Jodie Foster explains 'trauma' behind refusal to work on stage

Jodie Foster hasn't appeared in a play for over 40 years as a result of a "traumatic" incident during a college production.
The 'True Detective: Night Country' actress was horrified to learn John Hinckley Jr. had attempted to assassinate then-President Ronald Reagan in a bid to impress her and despite the incident - for which the shooter was eventually acquitted on mental health grounds and committed to a hospital - causing her world to "fall apart", Jodie was determined the Yale University show must go on.
Speaking to Jodie Comer for Interview magazine, she said: "I’m finally able to admit that the one bit of theatre I did when I was in college, there was so much trauma involved in it—well, just quickly, the play happened in two weekends, and I did the first weekend, and in between the first weekend and the second weekend, John Hinckley shot the president... It was a huge moment.

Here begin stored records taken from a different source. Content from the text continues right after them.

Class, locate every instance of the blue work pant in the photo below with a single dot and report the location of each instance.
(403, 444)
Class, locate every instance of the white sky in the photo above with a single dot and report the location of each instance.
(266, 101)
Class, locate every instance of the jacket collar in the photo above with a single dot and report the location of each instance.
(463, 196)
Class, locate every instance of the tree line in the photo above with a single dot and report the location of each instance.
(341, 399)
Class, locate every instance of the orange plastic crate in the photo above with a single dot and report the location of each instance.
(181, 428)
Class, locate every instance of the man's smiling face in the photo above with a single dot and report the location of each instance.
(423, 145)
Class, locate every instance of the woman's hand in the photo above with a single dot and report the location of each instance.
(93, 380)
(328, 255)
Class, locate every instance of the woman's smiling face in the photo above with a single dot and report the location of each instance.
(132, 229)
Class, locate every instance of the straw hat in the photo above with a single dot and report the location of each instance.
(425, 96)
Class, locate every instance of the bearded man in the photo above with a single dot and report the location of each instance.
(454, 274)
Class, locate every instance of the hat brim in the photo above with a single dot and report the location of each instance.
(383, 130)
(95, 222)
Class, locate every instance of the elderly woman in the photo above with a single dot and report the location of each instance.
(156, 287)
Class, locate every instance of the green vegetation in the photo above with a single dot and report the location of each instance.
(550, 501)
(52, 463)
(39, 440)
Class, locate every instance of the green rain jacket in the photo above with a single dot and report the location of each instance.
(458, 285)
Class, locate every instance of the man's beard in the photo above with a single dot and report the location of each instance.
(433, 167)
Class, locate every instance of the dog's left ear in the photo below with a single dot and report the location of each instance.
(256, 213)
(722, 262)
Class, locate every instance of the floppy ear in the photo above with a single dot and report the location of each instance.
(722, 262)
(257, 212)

"It was a long time ago. You probably don’t even know, but he shot him in order to impress me, and he had written letters to me, so it was a big moment in my life.
"The world fell apart, there were Secret Service people everywhere, I had bodyguards, and I had to be taken to a safe house, and I was in the middle of these two weekends of this play, and I had the dumb idea of 'the show must go on.'
"So I was like, 'I have to do that second weekend'. I'd just turned 18.

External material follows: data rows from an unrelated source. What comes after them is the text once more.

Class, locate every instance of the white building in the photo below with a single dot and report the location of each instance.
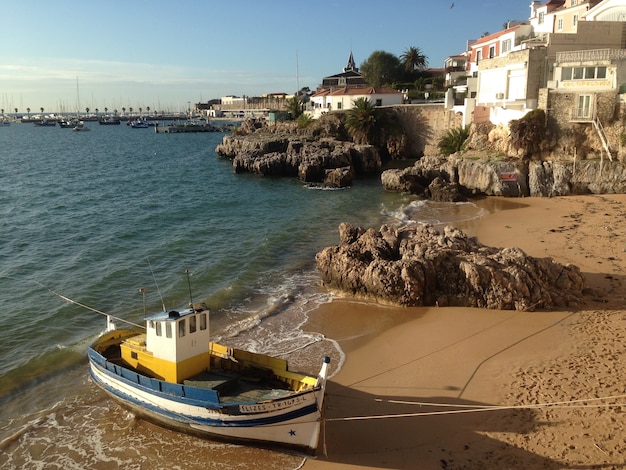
(342, 99)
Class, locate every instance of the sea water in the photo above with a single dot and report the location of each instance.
(100, 216)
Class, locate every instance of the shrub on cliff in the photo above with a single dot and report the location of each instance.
(453, 141)
(529, 132)
(361, 121)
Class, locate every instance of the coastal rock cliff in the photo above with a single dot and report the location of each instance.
(423, 267)
(509, 178)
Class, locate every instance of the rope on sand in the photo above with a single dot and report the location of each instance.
(459, 408)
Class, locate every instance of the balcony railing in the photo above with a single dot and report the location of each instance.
(591, 55)
(581, 114)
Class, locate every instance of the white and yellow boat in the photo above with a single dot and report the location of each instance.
(173, 374)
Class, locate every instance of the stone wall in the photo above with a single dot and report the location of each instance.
(424, 125)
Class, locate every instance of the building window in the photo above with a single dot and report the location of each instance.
(584, 107)
(583, 73)
(577, 74)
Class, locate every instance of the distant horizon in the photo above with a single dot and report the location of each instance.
(144, 54)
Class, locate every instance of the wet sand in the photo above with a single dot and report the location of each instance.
(403, 366)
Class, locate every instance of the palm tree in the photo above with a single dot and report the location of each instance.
(294, 106)
(361, 120)
(413, 59)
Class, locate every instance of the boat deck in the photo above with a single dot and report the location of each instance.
(252, 385)
(249, 385)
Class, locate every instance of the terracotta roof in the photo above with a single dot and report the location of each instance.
(365, 91)
(493, 36)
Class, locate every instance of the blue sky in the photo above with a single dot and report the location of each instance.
(165, 54)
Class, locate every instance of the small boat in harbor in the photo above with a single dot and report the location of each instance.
(139, 123)
(109, 121)
(170, 372)
(80, 127)
(190, 125)
(67, 123)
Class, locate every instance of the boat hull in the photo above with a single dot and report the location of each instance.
(292, 421)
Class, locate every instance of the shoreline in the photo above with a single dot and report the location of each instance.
(471, 357)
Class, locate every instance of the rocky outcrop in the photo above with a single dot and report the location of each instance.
(327, 161)
(508, 178)
(423, 267)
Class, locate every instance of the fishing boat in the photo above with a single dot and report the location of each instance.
(109, 121)
(139, 123)
(172, 373)
(65, 123)
(80, 127)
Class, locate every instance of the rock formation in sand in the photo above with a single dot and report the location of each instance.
(422, 267)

Jodie opted to vent her frustrations by "using" one member of the audience - but discovered afterwards he had brought a gun to the show.

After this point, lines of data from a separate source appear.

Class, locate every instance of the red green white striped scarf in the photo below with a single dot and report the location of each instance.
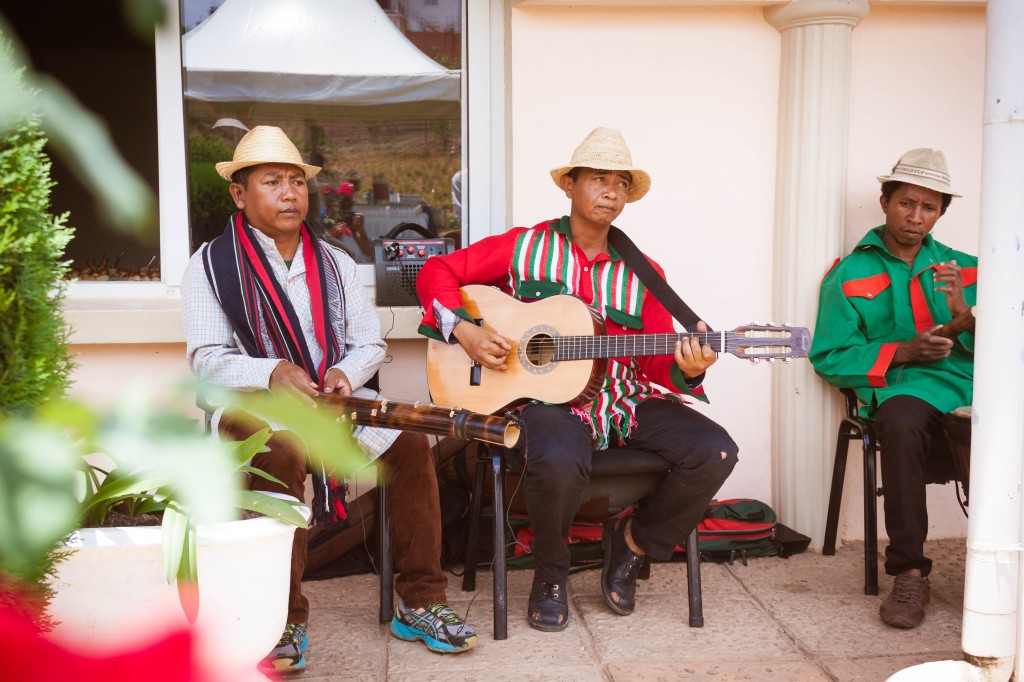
(548, 255)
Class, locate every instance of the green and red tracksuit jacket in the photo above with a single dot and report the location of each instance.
(531, 263)
(869, 302)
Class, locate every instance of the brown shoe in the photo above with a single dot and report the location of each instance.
(904, 607)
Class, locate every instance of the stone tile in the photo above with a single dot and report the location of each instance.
(658, 632)
(848, 625)
(948, 564)
(871, 669)
(800, 619)
(776, 671)
(508, 673)
(345, 638)
(809, 572)
(667, 578)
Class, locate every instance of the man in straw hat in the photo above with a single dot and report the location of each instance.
(243, 294)
(571, 255)
(879, 312)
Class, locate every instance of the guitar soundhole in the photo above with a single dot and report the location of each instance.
(537, 352)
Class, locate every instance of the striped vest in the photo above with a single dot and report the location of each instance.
(544, 257)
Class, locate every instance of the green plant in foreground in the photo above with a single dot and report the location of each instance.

She continued: "There were people everywhere, cameras everywhere, and there was a guy in the front row, and I had noticed that it was the second night that he’d been there, and I decided to, the whole play, yell, 'F*** you, motherf*****!'
I just decided that I was going to use this guy.
"And then the next day, it was revealed that this particular guy had a gun, and he had brought it to the performance, and then he was on the run, and I was in a class, and the bodyguard guy came and threw me onto the ground while I was in the class, which was really embarrassing, because there were only 10 people there.
"It was a traumatic moment, and I’ve never admitted that maybe that has something to do with how I never wanted to do a play again.
"It was all part of that. I talked myself into loving theatre and going to theatre, but somehow feeling like I couldn’t make that commitment to ever do it again.
But the 61-year-old star won't rule out getting on stage again one day.
She quipped: "I’ll be the first 80-year-old person to go onstage with my walker, perhaps."